Between 50 MW and 80 MW of wind power on way at South Deep – Gold Fields

JOHANNESBURG ( – The South Deep gold mine west of Johannesburg, which is already benefitting from 50 MW of solar power commissioned last year, is poised to be boosted by another 50 MW to 80 MW of wind power going forward.

“We’re busy with the wind study to put up those turbines. We’re having very positive results on the tower that we put up,” interim Gold Fields CEO Martin Preece told Mining Weekly during a media briefing following the company’s release of quarter-three operational results.

Third-quarter production was 542 000 oz of gold at an all-in sustaining cost (AISC) of $1 381/oz and an all-in cost (AIC) of $1 622 oz. Third-quarter AISC of $1 381/oz was 30% higher year-on-year and 8% higher quarter-on-quarter.

The Johannesburg- and New York-listed company remains on track to meet the original production and cost guidance provided in February 2023, both at guided and forecast exchange rates. Attributable gold equivalent production is expected to be between 2.25-million and 2.3-million ounces, compared with 2.32-million ounces in 2022. AIC is expected to be $1 480/oz to $1 520/oz.

Regarding South Deep’s wind energy facility, a mast was erected to measure wind, bird life and bat life.

“We are currently busy with the environmental permitting for the wind facility.
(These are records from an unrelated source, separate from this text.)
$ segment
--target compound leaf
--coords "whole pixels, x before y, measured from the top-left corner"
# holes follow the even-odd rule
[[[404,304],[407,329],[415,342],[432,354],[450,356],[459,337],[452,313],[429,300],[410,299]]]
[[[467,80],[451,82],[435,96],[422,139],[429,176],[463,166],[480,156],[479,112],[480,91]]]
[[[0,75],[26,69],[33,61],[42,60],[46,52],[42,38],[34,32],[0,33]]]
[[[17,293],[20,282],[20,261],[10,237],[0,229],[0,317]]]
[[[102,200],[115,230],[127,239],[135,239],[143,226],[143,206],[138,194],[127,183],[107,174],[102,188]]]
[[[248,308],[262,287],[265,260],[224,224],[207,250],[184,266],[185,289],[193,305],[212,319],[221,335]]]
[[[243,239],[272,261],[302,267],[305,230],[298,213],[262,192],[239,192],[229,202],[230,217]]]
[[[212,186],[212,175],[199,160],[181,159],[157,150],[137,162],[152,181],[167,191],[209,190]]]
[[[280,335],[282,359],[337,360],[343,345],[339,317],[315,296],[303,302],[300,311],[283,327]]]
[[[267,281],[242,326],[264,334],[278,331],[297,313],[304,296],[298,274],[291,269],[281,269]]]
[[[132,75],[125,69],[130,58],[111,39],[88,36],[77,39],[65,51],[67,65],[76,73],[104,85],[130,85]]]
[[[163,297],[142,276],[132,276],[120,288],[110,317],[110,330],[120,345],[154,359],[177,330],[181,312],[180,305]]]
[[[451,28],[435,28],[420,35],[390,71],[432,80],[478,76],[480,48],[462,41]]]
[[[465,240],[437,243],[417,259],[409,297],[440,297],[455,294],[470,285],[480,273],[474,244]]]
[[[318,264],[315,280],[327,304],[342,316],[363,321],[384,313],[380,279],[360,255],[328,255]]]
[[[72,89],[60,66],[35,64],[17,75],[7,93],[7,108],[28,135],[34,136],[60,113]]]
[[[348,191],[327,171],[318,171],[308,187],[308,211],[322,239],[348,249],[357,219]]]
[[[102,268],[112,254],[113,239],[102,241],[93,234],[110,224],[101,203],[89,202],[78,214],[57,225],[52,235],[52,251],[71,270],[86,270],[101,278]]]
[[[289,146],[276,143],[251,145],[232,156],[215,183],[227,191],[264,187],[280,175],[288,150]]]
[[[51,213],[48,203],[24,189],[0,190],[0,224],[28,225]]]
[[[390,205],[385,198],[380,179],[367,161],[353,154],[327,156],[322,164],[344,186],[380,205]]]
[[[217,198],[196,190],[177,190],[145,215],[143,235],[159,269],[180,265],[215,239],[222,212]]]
That should be close to completion in the second quarter of next year,” said Preece.

At the same time, the renewable energy team is working on where best to position the wind turbines along with their engineering design and final costing.

“We intend to make sensible arguments about advancing the wind project and taking it to the board for approval next year,” Preece added.

Provision has been made in Gold Fields’ long-term costing for the wind facility.

“We haven’t arrived at the exact number of wind megawatts yet for South Deep but we’re most probably going to generate somewhere between 50 MW and 80 MW,” Preece said in response to Mining Weekly during a media briefing following the company’s release of quarter-three operational results.

In Australia, additional solar has been approved at Gold Fields’ Granny Smith and Agnew mines, while a comprehensive study is being finalised to take the St Ives mine to 72% renewables.

The St Ives proposal will be presented to the board before year-end for the approval of a $200-million-plus investment, to be spent over a period of 2024 and 2025.

In Canada, a fully renewable hydropower electricity allocation has been allocated by Quebec Power for the Windfall project, where powerline construction to the mine is about 80% complete.

“Early next year, we should be able to switch Windfall on to a renewable source of electricity from hydroelectricity,” said Preece.

Gold Fields is partnering Osisko Mining to develop Windfall, where third-quarter pre-construction expenditure of $25-million has been reported.

In Chile, an environmental impact assessment has been approved for solar power at the Salares Norte project, where more renewables study work is needed, “but I think it’s more important right now that we get the mills turning and some gold coming out the backend at Salares rather than losing focus with solar panels”.


On skills shortages in Australia and South Africa, Preece said the Western Australian government was reducing entry requirements and making it easier for Gold Fields to get expatriates into the country.

“The challenge in Western Australia is a little bit different to what we find at South Deep in that there’s basically 97% employment in Western Australia and that 3% unemployment is not made up of people looking for jobs.

“It’s made up of people who either can’t work or don’t need to work. The job market doesn’t have surplus skills. You’ve got big infrastructure spend in the cities, which is attracting mining people because they know that they can go home every night.

“Then, you’re also competing with the big bulk miners who sometimes make in a month what we make in a year and their ability to attract talent with reward is a lot easier than ours, so the Western Australian government is certainly facilitating entry for expats and for people to take up residence.

“Some of our colleagues from Ghana are moving to Australia and we’re obviously recruiting from other parts of the world as well,” Preece said.


At South Deep, the problem is different and not a broad skills shortage but a shortage of long-hole stoping rig operators as well as the artisans that maintain the large underground trackless equipment.

“We’re losing those skills to the other bulk mines in Central Africa and some in South Africa. But we’ve employed additional operators. We will train way in excess of what we require and hopefully we’ll saturate our market and if it means we lose some, at least we keep ourselves staffed.

“We’re doing the same with our training centre for artisans. We’re trying to upskill artisans. The challenge with artisans is that there is a longer time factor. An artisan can take anything between three and five years to get trained and then leave with a qualification and ability. But operating or maintaining those pieces of equipment needs a couple of years of experience as well.

“So, in addition to recruiting and training artisans, we’re teaching artisans about fault finding and using simulations to teach them how to prepare and fix those machines. That will take us a bit longer but we’ve just got to invest in training and additional people,” Preece said.